My words of advice for anyone that goes travelling is to do what they want to do. I followed this mantra at the start but got lost somewhere in the middle. I originally was supposed to travel with a friend but they couldn’t commit so I made the decision to go it alone. I will be forever proud that I did this and believe in hindsight that it is the way my journey was supposed to be. I have learned that I do not have to be constantly packing a bag and moving to embody all that travel is. However, I do know that a fierce sense of independence is necessary. One’s path in life is exactly as it should be because of their choices; and no –one else’s.
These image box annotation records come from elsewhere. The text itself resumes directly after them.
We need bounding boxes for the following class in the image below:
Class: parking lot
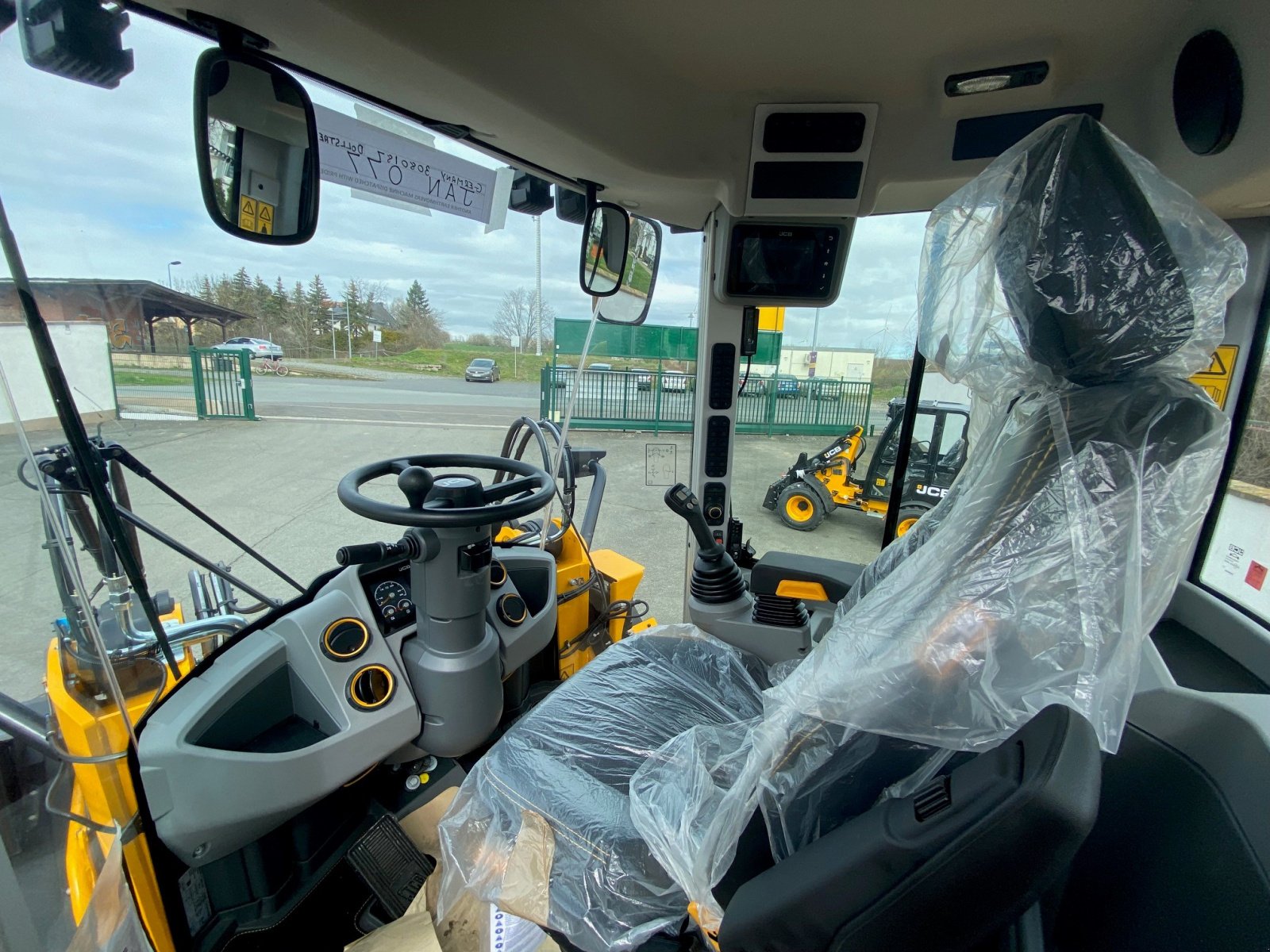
[0,411,881,697]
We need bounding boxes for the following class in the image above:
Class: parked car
[212,338,282,360]
[464,357,498,383]
[776,373,798,397]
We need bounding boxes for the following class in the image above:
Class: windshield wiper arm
[0,194,180,678]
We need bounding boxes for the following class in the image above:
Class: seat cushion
[441,626,767,952]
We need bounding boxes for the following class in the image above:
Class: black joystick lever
[665,482,724,555]
[398,466,433,509]
[665,482,745,605]
[335,536,421,567]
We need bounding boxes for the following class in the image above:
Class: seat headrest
[918,116,1247,398]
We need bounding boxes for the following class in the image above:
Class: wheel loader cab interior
[442,117,1246,950]
[7,0,1270,952]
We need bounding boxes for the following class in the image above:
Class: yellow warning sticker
[1191,344,1240,410]
[254,199,273,235]
[239,195,256,231]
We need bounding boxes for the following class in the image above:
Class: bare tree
[491,288,555,347]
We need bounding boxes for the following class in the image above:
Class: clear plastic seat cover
[443,117,1246,952]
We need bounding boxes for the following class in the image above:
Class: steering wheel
[338,453,555,529]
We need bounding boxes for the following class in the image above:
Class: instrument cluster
[362,561,415,633]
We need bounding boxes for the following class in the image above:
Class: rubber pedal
[347,815,437,919]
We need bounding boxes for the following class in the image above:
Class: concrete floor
[0,417,881,698]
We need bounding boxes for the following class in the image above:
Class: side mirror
[578,202,630,297]
[598,214,662,324]
[194,49,320,245]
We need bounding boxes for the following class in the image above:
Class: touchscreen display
[728,224,838,298]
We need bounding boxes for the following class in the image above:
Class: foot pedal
[348,816,437,919]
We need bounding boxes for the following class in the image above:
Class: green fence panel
[540,367,872,436]
[555,320,781,366]
[189,347,258,420]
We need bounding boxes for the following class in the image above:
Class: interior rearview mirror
[597,214,662,324]
[194,49,320,245]
[578,202,630,297]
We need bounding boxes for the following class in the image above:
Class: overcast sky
[0,14,925,353]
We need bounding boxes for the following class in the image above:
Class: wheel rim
[785,497,815,522]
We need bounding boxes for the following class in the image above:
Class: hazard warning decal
[1191,344,1240,410]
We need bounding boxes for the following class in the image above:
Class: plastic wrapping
[447,117,1246,950]
[441,626,766,952]
[918,117,1246,402]
[631,118,1246,929]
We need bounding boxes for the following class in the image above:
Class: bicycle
[252,357,291,377]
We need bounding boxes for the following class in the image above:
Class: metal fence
[112,347,256,420]
[540,367,872,436]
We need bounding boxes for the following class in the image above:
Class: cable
[44,760,118,836]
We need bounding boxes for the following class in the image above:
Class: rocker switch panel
[710,344,737,410]
[701,482,728,525]
[706,416,732,480]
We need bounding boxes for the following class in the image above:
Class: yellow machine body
[495,519,656,681]
[44,605,210,952]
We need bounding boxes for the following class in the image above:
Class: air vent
[913,777,952,823]
[745,103,878,220]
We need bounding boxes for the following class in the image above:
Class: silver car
[464,357,500,383]
[212,338,282,360]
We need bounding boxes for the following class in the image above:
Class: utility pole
[533,214,542,357]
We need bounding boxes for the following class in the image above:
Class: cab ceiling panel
[156,0,1270,226]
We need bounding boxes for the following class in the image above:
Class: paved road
[119,374,887,432]
[119,376,538,429]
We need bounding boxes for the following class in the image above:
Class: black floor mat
[224,859,373,952]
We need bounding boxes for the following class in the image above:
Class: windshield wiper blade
[0,194,180,678]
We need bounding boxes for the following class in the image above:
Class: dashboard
[137,548,556,866]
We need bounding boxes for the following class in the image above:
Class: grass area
[114,367,193,387]
[626,255,652,294]
[353,344,551,382]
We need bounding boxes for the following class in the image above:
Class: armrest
[749,552,865,601]
[719,706,1103,952]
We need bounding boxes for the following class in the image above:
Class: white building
[779,347,876,382]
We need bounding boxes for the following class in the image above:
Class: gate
[189,347,259,420]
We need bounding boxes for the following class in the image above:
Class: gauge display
[375,582,413,612]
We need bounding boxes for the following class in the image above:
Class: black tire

If you do not divert off the course that everyone is taking because you are scared, you are not in control. And nothing will change. Wherever you choose to travel, or settle for that matter, think about seeking out new experiences, new people, even a new way of just getting to work. While I look back at all of my travels with fondness, my only regret is that I wasn’t braver at times. There were occasions when I didn’t try a new restaurant or go to an aquarium because I had no one to go with me. I should have gone myself. I know this now; I implement this into my life and this for me is the fundamental purpose of a traveller – chasing new experiences for themselves. And no-one else.